Back in the day, Kep and Kampot along the coast was the place to go to escape the Cambodian heat. One of the attractions there was Bokor Hill Station, around 30km away from Kampot, high up on Preah Monivong National Park. It was a resort town set on the cliff top with stunning views over the Gulf of Thailand built in the 20’s where the French elitists could escape the heat altogether. The icing on the cake for this resort town was the Bokor Palace Hotel & Casino complete with its post office, apartments and a catholic church. Due to the remoteness of the location, over 900 lives were lost during its construction,
In the 1940’s during the Indochina War, Bokor Hill station was abandoned and in the 70’s was used by the Khmer Rouge as one of their final strongholds and was the scene of a bloody shootout against the Vietnamese prior to their defeat. Since then it’s been recently cleaned up slightly with a new layer of rendering put on it to cover up the bullet holes and weathered exterior. There’s talk of further development and turning it into a museum.
You can go on an organised tour to Bokor Hill Station but to be honest there’s not too much history that you cannot get from a guidebook or the internet. In my opinion, the best way to get up and around is by scooter. It was the first time I hired a scooter in SE Asia but after a few minutes of riding around the backstreets, it was fairly easy to become reacquainted with it again. At times heading up the windy roads to the top of the mountain I had to refrain from becoming too cocky and going too fast. Although the street signs around the corners are quite conservative, set at 20km/h you can easily go 40km/h.
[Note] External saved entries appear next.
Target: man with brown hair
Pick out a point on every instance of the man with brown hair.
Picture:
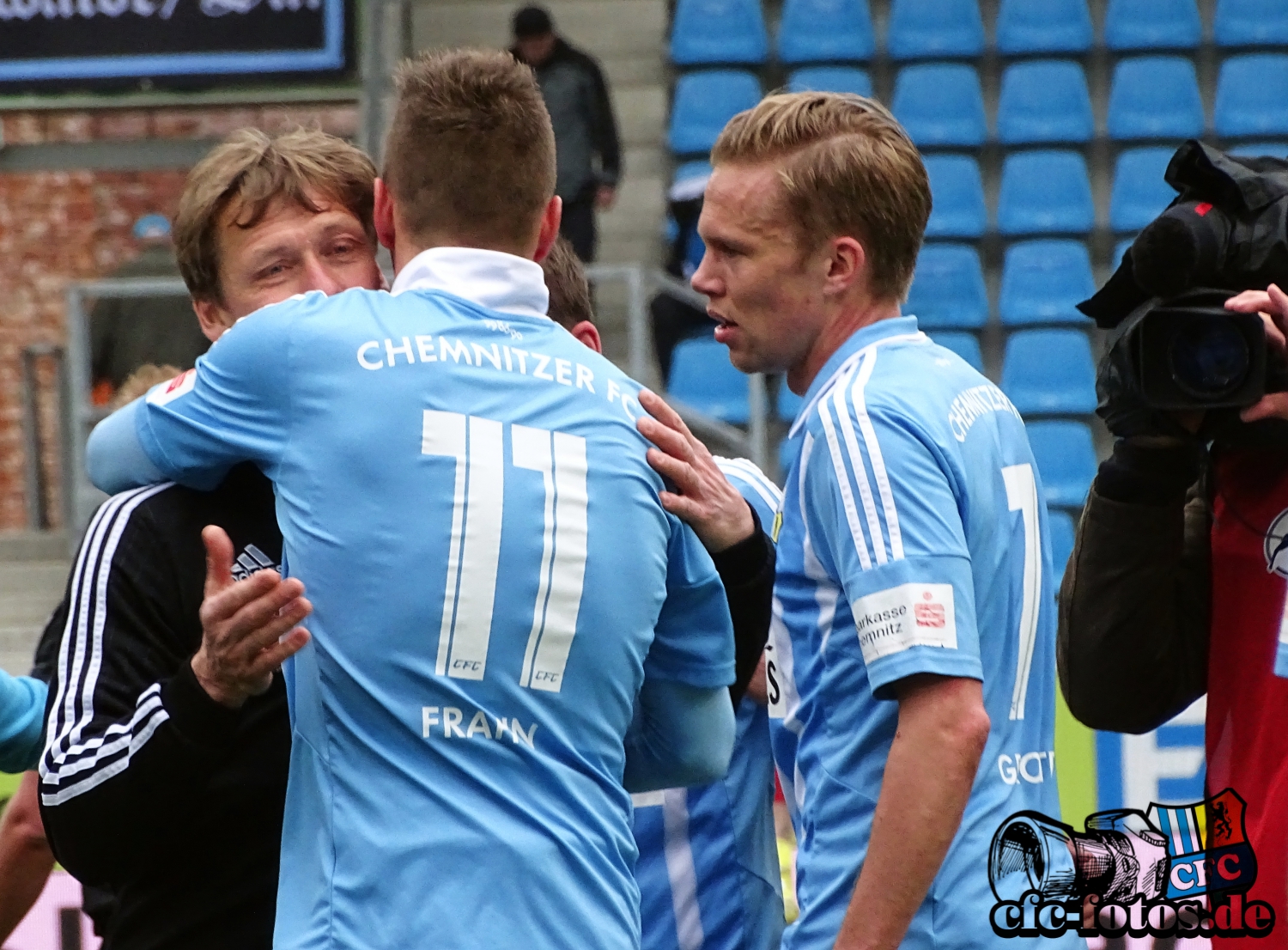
(911, 679)
(510, 633)
(159, 782)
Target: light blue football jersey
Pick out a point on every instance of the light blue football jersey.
(708, 868)
(914, 540)
(464, 494)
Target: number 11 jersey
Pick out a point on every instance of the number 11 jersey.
(461, 488)
(912, 540)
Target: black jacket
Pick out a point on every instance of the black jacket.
(581, 113)
(149, 788)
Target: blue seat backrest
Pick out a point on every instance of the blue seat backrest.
(814, 31)
(1043, 280)
(1043, 26)
(1140, 193)
(1153, 25)
(934, 28)
(706, 33)
(948, 288)
(705, 102)
(1156, 97)
(940, 105)
(1050, 373)
(1045, 100)
(829, 79)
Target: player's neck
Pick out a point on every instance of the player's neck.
(841, 326)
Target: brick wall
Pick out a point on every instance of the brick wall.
(61, 226)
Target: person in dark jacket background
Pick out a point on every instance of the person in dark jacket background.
(586, 146)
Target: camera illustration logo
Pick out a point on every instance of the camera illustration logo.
(1171, 870)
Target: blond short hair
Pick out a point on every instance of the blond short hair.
(847, 167)
(471, 151)
(139, 381)
(566, 280)
(255, 170)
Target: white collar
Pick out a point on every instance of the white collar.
(489, 278)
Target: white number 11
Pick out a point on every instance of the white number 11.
(474, 552)
(1022, 496)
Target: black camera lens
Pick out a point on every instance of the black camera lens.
(1208, 357)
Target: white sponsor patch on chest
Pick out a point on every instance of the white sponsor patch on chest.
(909, 615)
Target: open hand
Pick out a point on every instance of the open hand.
(249, 627)
(706, 501)
(1272, 304)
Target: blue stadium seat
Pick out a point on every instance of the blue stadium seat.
(934, 28)
(1120, 249)
(1061, 535)
(1050, 373)
(1275, 149)
(1153, 25)
(829, 79)
(787, 404)
(1043, 280)
(948, 288)
(965, 344)
(1140, 193)
(1045, 100)
(957, 191)
(705, 102)
(703, 379)
(814, 31)
(942, 105)
(1045, 192)
(1043, 26)
(1251, 23)
(1156, 97)
(1252, 95)
(1066, 460)
(719, 31)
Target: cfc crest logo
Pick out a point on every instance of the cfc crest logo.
(1277, 545)
(1171, 870)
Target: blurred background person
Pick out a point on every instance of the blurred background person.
(129, 332)
(586, 144)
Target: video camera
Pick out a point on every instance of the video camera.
(1179, 348)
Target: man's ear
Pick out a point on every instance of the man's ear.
(848, 263)
(549, 232)
(384, 216)
(587, 334)
(213, 317)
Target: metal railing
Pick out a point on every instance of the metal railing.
(80, 496)
(79, 414)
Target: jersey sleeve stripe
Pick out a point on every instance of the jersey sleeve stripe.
(749, 473)
(80, 658)
(878, 469)
(842, 480)
(860, 473)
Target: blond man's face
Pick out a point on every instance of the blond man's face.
(291, 250)
(765, 294)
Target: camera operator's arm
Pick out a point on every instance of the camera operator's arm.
(1136, 597)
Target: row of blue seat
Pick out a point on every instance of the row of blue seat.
(1041, 100)
(733, 31)
(1043, 373)
(1066, 455)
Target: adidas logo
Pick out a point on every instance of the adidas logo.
(249, 561)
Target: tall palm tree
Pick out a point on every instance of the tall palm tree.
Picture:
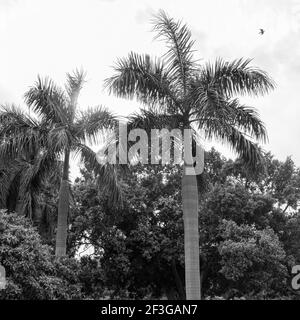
(181, 93)
(57, 130)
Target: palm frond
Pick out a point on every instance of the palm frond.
(107, 175)
(47, 100)
(179, 57)
(236, 77)
(139, 76)
(243, 117)
(249, 152)
(92, 122)
(73, 86)
(20, 134)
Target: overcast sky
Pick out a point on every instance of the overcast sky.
(52, 37)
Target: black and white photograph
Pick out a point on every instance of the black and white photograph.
(149, 151)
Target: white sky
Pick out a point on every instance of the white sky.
(52, 37)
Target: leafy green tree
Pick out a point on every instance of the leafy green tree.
(255, 256)
(32, 272)
(57, 130)
(183, 94)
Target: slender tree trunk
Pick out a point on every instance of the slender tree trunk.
(178, 282)
(191, 236)
(63, 210)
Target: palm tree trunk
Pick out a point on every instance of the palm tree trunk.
(191, 236)
(63, 210)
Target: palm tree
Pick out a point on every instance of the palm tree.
(57, 130)
(181, 93)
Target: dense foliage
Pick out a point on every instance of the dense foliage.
(249, 237)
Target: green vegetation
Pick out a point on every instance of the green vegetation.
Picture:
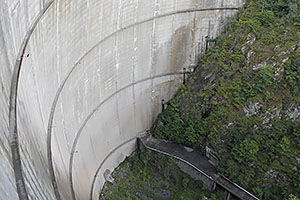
(154, 176)
(243, 101)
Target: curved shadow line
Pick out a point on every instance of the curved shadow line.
(103, 161)
(13, 130)
(78, 134)
(54, 103)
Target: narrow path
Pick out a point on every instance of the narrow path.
(197, 161)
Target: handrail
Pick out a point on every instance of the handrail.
(216, 177)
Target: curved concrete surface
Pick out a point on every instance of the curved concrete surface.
(81, 79)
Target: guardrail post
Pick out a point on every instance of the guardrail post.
(163, 105)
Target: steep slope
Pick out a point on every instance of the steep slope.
(243, 101)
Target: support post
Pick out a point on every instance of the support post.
(163, 105)
(184, 75)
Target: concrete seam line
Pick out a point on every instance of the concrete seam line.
(13, 129)
(78, 134)
(54, 103)
(102, 163)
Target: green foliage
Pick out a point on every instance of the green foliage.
(292, 75)
(146, 175)
(257, 151)
(266, 18)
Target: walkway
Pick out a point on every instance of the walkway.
(199, 162)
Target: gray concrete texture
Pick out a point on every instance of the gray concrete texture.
(80, 80)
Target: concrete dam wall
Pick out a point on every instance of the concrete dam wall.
(80, 80)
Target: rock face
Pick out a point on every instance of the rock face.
(81, 79)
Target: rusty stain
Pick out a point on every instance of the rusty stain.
(178, 42)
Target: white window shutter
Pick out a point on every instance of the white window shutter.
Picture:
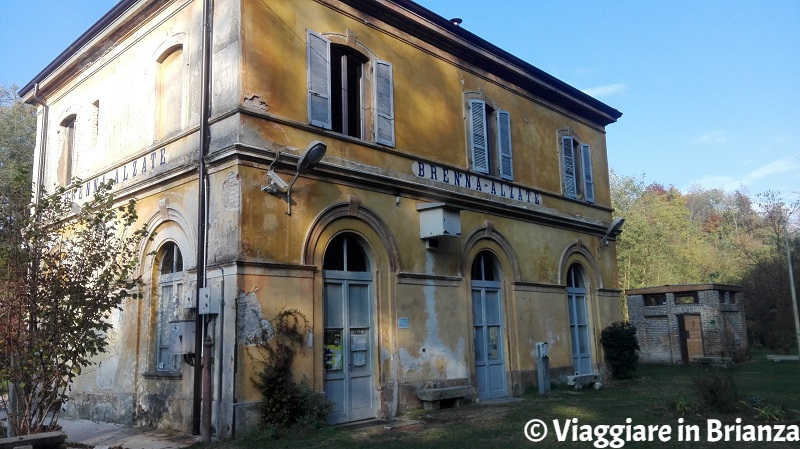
(319, 79)
(588, 180)
(477, 136)
(568, 156)
(504, 143)
(384, 103)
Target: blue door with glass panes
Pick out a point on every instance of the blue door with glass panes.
(349, 380)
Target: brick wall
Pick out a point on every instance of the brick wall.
(722, 325)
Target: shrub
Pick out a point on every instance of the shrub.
(286, 403)
(717, 391)
(620, 344)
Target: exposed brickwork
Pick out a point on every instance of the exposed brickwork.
(721, 311)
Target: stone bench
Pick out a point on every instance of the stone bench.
(581, 380)
(783, 358)
(721, 361)
(37, 441)
(431, 397)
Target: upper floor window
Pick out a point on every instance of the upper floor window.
(577, 169)
(169, 94)
(490, 139)
(337, 94)
(95, 123)
(67, 141)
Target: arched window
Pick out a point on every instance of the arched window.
(170, 289)
(67, 139)
(169, 94)
(578, 308)
(338, 99)
(487, 323)
(344, 253)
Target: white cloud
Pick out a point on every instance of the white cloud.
(606, 91)
(789, 164)
(777, 173)
(712, 138)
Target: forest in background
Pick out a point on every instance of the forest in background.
(706, 236)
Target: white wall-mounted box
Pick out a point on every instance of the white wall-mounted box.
(181, 336)
(438, 220)
(210, 301)
(188, 298)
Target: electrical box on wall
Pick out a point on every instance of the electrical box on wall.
(210, 301)
(188, 298)
(181, 337)
(438, 220)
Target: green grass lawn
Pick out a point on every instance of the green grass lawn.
(660, 395)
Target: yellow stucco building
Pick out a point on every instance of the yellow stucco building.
(460, 213)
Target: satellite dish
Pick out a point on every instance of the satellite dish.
(613, 229)
(313, 154)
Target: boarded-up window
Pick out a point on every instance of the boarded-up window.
(659, 299)
(67, 140)
(169, 96)
(687, 298)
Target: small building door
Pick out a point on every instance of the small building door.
(691, 336)
(349, 349)
(487, 321)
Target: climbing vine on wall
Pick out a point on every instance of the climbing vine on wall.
(285, 402)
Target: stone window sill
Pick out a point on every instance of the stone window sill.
(162, 375)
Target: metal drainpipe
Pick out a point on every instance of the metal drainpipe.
(43, 144)
(205, 86)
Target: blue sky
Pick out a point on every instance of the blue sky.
(710, 90)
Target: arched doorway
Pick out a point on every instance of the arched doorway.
(170, 290)
(487, 322)
(349, 379)
(578, 308)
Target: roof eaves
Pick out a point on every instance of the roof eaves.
(83, 39)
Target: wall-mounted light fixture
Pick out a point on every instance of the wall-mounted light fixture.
(310, 157)
(614, 229)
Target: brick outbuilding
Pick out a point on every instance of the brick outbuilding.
(679, 323)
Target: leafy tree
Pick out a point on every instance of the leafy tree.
(68, 268)
(621, 346)
(17, 140)
(770, 319)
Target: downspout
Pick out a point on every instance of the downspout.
(36, 98)
(202, 175)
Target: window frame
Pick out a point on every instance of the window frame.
(694, 295)
(376, 89)
(577, 168)
(489, 138)
(68, 139)
(654, 299)
(175, 281)
(165, 107)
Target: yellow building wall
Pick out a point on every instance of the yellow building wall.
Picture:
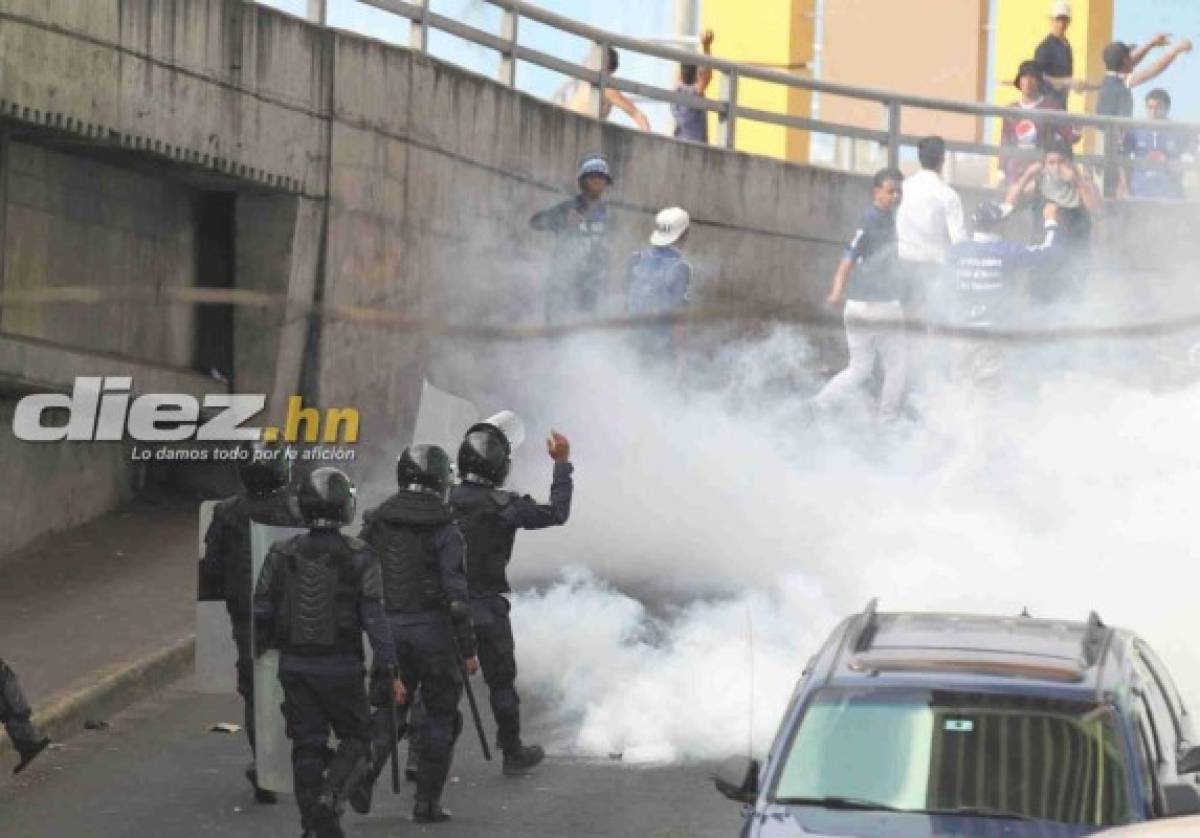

For $5 you can have it for a day but make sure you fill the tank up to the brim as you’ll need it to get there and back to the nearest gas station. There’s no clear markers or maps up on the mountain, but also it’s not easy to get lost as all of the roads seem to loop back to the entrance.
It’s a bit of a weird feeling riding through Bokor Hill station. At each site I visited, there were new developments that made no logical sense or did not fit in with the environment: A function centre that sits a thousand people next to a waterfall that is reduced to a trickle for half of the year, an apartment development near a temple and an abandoned church, and finally a huge resort that can sleep thousands of people. I was hoping to explore an area that would give me the creeps that would give me goosebumps from the stories of its past, but what I found was some old buildings buildings with food stalls setup up the front for tourists and surrounded by tacky developments. All of this in what is classified as a national park. Nevertheless, It’s an interesting ride that will take half a day depending on how long you stay at each of the locations.
If you’re in Kampot and feel like getting away from the heat then a morning trip here is the perfect way to escape the heat. Make sure you bring something warm as the ride up through the mist half way up the mountain has a chill in it. As soon as you clear the mist and find your way to the top of the mountain, the sun does have quite a bite to it so lather up on the SPF 50.
To get there, head over the bridge west of Kampot and head along National Highway 3. At around 8km out look for signs for Bokor Hill Station on the right. A US$0.50 admission fee is charged at the entrance and from there it’s a 30min ride up the hill.
Have you ever seen an abandoned town like Bokor Hill Station?